In contrast with WATER, BARNES spends 38%of its time stalled for memory; therefore hiding latency can potentially result in significant performance improvements. However, since BARNES contains mainly pointers and recursive data structures, our compiler does not insert any prefetches since such references are beyond the scope of our algorithm. To evaluate how much the compiler might be able to improve performance if it could handle such cases, we inserted prefetches into BARNES by hand. We begin with a quick overview of BARNES and a description of how we inserted prefetches, followed by our experimental results.
In BARNES, the main computation consists of traversing the octree structure to compute the gravitational force exerted by the given body on all other bodies in the tree.
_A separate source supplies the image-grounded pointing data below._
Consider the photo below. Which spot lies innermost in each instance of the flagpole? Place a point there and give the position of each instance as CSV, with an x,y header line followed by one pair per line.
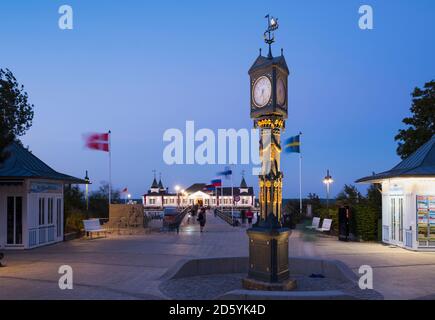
x,y
232,197
300,174
110,168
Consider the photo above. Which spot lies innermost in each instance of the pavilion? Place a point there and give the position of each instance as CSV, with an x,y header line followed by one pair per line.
x,y
31,200
159,197
408,200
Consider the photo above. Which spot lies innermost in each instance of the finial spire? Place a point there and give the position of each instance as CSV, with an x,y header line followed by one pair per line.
x,y
269,36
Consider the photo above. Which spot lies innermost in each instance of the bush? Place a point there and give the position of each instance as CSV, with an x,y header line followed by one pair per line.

This is repeated for each body in the system, and the bodies are statically assigned to processors for the duration of each time step. Cache misses occur whenever a processor visits a part of the octree that is not already in its cache, either due to replacements or communication.
We inserted prefetches into BARNES by hand as follows. The octree structure is traversed depth-first, and each internal node can have up to eight children. When we first arrive at a node, we issue prefetches for all immediate children before descending depth-first into the first child. By doing so, we succeeded in covering 78%of the misses, with only 21%of the prefetches being unnecessary. Roughly half of the prefetched primary misses became primary hits-the other half were found in the secondary cache. These prefetches turned out to be moderately expensive in terms of instruction overhead (on average 12 instructions per prefetch) because of the loop overhead and conditional tests at each node. Overall, we achieved a speedup of 9%, as shown in Figure .
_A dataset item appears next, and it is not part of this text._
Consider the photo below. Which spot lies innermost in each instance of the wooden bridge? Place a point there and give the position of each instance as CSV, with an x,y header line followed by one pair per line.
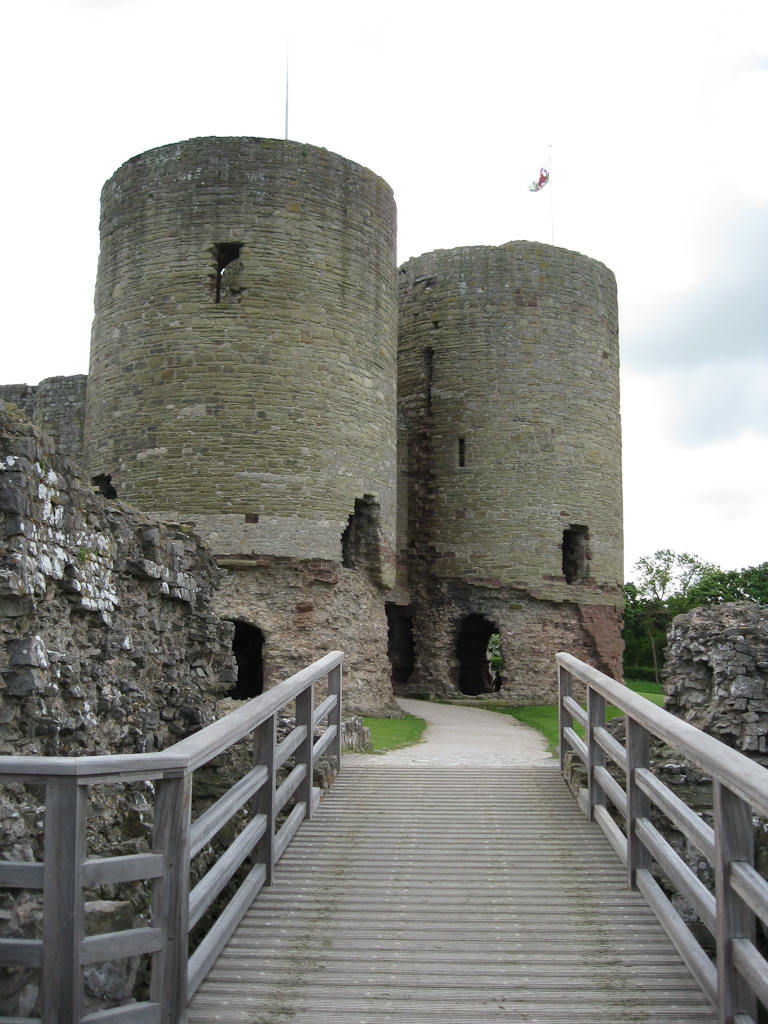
x,y
413,894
Despite the many pointers in BARNES, it was relatively straightforward to pinpoint the cause of the misses. Through the profiling information provided by our simulator, we discovered that 81%of the miss latency was caused by only six references. In addition, the author of BARNES was readily able to predict these important references without the benefit of profiling information, which indicates that these misses are intuitively obvious to someone familiar with the algorithm. Only five lines of code were added to BARNES to insert the prefetches. The greater challenge in BARNES was scheduling the prefetches early enough to hide the latency, since the control flow consists of recursive procedure calls rather than loops. We were largely successful toward this goal because we understood the structure of the tree and the order in which it was traversed.
Could the compiler insert these same prefetches automatically? With the help of sophisticated pointer analysis to recognize the tree structures and the order in which they are traversed , and perhaps with profiling feedback information to indicate which pointer dereferences suffer misses (see Section ), it may be possible. It certainly will not be easy, since pointer analysis is a difficult problem, but it may be possible.